A paralisação da produção de alguns radiofármacos necessários para o diagnóstico e tratamento de câncer já começa a afetar instituições de saúde de todo o país, inclusive de Porto Alegre. Parte dos hospitais consultados por GZH já registra falta dos insumos ou prevê o fim do estoque para os próximos dias.
O problema envolve o Instituto de Pesquisas Energéticas e Nucleares (Ipen), vinculado ao Ministério da Ciência, Tecnologia e Inovações (MCTI). Na segunda-feira (20), a suspensão da produção foi confirmada pelo Ipen, responsável por 85% do fornecimento nacional. O motivo é a falta de verba para importar o material necessário.
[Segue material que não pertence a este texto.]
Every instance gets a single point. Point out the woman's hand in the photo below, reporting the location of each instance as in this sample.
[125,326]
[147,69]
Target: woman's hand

Na Capital gaúcha, o Instituto do Cérebro (InsCer), ligado à Pontifícia Universidade Católica do Rio Grande do Sul (PUCRS) e que atende, inclusive, pacientes do Hospital São Lucas, recebeu a substância tecnécio, usada para exames de cintilografia, que são necessários para a detecção de câncer, risco de infarto e tromboembolismo pulmonar. No entanto, na semana que vem, as entregas não serão feitas, de forma que não será possível atender a toda a demanda de exames — o Inscer produz alguns insumos, mas que não abrangem todos os tipos de atendimentos.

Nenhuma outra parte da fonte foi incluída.